My Band:  Ah my band. Well since my last fill I've been pretty restricted, especially for breakfast and lunch. I feel like I'm forcing food down.. sometimes it goes, sometimes I puke it up. I lost 10lbs in January and I'm plateaued again. I went Tuesday for my appointment and he didn't give me a fill. I figured he wouldn't. He basically told me that I need to figure out why I'm feeling restricted. Is it a matter of my band being to tight, or am I just still trying to over eat, or eat quickly without chewing like I should. I have a feeling it's me trying to eat too fast and too much still. It's all in my mind still, more than physical. He said it should take me 20 minutes to eat 2oz of food. If I'm eating for longer than that I'm just grazing. He's right. So now I'm just focusing on my hunger and really making sure I'm chewing my food till it's liquid. Then I'll know if I'm ready for a fill in a month or not.

Over all, I feel really good! If I can feel this good weighing 220lbs, what's it going to feel like when I'm out of the 200's? It's been 10 years so I really don't remember, but my body is changing so much! It's easy to feel bad when people aren't complementing you.. especially those closest to you, but when I look at myself in the mirror I can see every little change and there is no way I can feel bad about that. I can also see a bunch of bruises from getting thrown around at derby!

At the end of my posts I like to do an update on my stellar husband. He looks SO GOOD! When he picked us up from the airport I couldn't believe it. I thought to myself "who is that man holding my son's hand?" I just can't believe it! I've never viewed my husband as being fat. "You're not fat, you're manly!" I would tell him, and I meant it. When I look back at pictures I can't believe what I see because I don't remember it. Our relationship has always been more than physical. There is so much more to him than his weight. But now I'm realizing that I've never viewed him like this either. So proud of him! I hope he feels as good as he looks!

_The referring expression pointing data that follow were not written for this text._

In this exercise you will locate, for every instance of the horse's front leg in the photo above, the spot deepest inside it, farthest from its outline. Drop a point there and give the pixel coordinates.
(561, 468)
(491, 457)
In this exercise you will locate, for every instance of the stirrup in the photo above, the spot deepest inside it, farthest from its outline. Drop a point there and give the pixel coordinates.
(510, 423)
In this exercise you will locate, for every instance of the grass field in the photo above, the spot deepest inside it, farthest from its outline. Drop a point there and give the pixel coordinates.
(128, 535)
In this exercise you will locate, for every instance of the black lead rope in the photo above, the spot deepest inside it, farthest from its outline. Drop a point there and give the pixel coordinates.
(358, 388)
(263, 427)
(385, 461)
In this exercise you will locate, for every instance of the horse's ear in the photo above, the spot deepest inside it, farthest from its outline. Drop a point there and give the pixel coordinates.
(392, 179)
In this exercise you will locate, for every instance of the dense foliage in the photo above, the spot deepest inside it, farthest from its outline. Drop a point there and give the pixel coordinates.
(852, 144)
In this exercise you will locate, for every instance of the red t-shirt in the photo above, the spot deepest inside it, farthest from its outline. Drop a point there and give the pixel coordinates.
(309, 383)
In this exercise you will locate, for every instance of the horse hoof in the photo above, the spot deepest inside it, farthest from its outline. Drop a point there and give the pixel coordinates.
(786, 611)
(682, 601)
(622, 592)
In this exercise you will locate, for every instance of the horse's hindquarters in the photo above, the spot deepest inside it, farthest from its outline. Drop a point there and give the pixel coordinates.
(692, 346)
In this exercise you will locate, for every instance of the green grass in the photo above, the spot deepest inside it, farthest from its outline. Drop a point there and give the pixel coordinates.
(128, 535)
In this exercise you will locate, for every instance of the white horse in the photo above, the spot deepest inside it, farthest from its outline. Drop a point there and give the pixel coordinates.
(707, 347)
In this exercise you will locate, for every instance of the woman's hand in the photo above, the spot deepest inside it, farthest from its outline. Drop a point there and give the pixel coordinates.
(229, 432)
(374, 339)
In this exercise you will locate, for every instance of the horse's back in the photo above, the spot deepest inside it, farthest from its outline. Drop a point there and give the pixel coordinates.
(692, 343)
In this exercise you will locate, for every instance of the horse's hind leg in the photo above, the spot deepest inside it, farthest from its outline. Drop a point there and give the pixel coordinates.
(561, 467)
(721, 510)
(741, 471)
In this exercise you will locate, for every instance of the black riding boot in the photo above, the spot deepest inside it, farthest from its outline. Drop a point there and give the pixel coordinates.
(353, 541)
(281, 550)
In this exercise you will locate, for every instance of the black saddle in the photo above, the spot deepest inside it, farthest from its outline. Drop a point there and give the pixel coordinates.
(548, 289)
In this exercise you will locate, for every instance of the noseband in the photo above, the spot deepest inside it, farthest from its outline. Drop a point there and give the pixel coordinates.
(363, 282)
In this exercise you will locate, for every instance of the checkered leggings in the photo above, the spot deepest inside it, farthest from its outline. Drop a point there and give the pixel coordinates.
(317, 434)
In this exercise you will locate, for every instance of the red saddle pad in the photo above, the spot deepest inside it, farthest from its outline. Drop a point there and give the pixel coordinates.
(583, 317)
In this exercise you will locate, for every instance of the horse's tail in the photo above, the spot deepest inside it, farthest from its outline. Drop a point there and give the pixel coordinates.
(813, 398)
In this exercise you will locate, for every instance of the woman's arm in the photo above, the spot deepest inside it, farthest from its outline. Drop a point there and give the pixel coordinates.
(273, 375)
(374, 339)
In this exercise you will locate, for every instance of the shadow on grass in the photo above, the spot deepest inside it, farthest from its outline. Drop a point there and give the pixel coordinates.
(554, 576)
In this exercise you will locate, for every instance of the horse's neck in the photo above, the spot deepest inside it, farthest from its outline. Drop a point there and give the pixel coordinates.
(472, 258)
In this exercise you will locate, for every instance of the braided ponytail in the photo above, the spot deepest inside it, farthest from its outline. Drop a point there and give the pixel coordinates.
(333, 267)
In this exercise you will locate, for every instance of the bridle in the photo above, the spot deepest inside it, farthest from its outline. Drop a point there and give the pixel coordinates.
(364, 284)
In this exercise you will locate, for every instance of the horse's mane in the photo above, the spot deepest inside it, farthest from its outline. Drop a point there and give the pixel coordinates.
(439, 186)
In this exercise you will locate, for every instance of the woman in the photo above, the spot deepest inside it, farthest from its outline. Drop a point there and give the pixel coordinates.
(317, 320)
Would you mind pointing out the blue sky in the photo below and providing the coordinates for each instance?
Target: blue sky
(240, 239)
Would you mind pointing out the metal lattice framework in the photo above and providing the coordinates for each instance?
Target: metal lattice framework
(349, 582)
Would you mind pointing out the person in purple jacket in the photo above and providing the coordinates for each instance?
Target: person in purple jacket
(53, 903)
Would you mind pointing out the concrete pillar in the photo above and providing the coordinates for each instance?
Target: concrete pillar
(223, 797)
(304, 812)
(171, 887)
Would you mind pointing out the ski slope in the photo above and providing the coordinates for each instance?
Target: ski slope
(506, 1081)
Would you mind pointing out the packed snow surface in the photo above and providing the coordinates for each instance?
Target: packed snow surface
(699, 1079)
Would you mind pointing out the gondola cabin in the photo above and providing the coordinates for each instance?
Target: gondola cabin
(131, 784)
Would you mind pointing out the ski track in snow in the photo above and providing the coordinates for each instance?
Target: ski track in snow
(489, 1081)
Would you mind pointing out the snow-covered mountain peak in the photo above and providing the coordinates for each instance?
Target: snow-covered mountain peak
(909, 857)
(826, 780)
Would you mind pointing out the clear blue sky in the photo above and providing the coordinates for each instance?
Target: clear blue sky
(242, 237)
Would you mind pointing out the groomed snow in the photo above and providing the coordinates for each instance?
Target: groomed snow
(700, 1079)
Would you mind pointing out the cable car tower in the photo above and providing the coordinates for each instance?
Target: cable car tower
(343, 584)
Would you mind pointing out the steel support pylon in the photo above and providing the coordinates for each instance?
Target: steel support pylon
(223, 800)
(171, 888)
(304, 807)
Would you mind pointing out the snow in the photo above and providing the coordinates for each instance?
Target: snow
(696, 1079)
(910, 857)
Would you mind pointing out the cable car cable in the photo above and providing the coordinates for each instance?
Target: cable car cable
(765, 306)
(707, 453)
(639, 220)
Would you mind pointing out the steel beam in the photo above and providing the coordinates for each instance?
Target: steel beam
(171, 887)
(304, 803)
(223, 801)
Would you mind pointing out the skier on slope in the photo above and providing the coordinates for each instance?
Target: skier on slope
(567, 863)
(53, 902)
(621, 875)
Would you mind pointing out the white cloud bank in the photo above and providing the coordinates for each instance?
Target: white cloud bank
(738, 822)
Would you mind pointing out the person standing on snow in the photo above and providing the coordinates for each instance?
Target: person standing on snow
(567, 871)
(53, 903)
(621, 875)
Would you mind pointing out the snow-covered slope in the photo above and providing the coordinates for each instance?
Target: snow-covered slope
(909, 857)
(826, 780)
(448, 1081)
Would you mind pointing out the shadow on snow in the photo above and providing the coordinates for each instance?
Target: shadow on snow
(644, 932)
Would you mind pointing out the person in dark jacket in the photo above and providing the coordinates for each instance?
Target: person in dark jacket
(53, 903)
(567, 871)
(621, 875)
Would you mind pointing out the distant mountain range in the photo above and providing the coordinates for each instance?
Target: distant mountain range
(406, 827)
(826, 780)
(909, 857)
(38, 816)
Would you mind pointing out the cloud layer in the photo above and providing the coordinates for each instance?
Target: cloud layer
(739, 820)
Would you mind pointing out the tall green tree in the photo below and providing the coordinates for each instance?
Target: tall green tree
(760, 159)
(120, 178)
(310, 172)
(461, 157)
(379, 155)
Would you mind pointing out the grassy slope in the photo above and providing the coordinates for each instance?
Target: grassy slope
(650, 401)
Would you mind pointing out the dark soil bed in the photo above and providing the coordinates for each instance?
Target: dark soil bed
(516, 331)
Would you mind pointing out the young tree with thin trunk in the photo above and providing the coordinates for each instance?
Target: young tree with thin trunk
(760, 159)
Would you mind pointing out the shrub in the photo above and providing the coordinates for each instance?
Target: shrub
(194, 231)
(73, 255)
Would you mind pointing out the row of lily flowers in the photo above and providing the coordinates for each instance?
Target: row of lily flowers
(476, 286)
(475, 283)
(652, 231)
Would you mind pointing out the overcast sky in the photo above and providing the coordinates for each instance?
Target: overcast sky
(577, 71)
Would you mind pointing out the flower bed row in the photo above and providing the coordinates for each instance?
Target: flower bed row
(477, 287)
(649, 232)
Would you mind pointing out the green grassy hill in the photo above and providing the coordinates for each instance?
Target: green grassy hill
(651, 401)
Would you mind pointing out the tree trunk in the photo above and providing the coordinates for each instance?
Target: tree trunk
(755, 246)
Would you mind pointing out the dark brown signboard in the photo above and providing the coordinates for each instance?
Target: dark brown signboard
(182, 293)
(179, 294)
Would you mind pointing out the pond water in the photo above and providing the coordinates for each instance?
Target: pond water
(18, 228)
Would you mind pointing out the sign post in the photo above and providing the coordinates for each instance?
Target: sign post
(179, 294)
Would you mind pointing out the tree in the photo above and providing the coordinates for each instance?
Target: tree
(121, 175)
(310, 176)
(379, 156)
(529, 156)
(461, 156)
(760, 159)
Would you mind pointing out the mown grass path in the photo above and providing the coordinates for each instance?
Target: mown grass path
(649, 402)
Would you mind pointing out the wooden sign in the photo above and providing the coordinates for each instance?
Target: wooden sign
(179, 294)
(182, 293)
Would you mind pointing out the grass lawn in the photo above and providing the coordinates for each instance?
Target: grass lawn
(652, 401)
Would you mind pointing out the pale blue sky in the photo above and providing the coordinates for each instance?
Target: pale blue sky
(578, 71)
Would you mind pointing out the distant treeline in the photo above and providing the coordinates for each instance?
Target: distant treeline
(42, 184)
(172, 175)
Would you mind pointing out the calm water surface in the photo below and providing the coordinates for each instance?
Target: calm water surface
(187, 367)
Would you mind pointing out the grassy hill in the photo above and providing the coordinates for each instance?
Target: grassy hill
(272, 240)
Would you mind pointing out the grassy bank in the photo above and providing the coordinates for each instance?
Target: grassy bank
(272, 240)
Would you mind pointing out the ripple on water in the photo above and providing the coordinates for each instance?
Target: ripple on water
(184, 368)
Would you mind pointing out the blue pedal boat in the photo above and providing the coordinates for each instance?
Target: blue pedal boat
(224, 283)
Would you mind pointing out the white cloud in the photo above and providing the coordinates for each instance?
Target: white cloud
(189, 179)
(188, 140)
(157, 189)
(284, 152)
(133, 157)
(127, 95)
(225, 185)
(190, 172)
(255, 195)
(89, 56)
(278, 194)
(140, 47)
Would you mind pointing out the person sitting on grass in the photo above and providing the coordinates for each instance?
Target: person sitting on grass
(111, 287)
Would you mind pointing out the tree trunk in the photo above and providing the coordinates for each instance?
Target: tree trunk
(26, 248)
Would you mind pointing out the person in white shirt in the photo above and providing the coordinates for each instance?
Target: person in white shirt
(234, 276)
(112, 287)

Saturday, February 2, 2013

Big Changes!

This week has been busy! I tried a new workout Monday night and it was HARD!  Zumba was Tuesday night and by the time Wednesday rolled around my body was warn out! I usually do Zumba on wed before Derby but I didn't dare. When it came time to skate our timed laps I felt like I was going to collapse! Part of the requirements for the skills test is to skate 25 laps in less than 5minutes. I'm certainly not there yet. I was at 6.23 so I have some work to do. The entire practice I felt nauseous. I think that Monday night work out destroyed me! I wanted to go back to the new workout this week but I learned quickly that I just can't do it all. I'll stick to zumba 3 days a week and Derby, now once a week.

I got to try out my derby skates tonight! They are PERFECT!! Bryan and I took the kids to family night at the rink and met up with some friends. It was amazing to me to think of how far we have come already. In just a few short months Bryan and I have gone from not being able to walk without pain, to skating (well!) with our kids. Its amazing!! So if anyone is considering weight loss surgery, I can say absolutely yes, its worth it... As long as you are willing to do the work!

PS I'm down a pound this week. I've decided to start weighing myself  every two weeks. My weight isn't what I need to focus on, its my hunger and how I feel. The numbers will fall into place if I keep going on this path.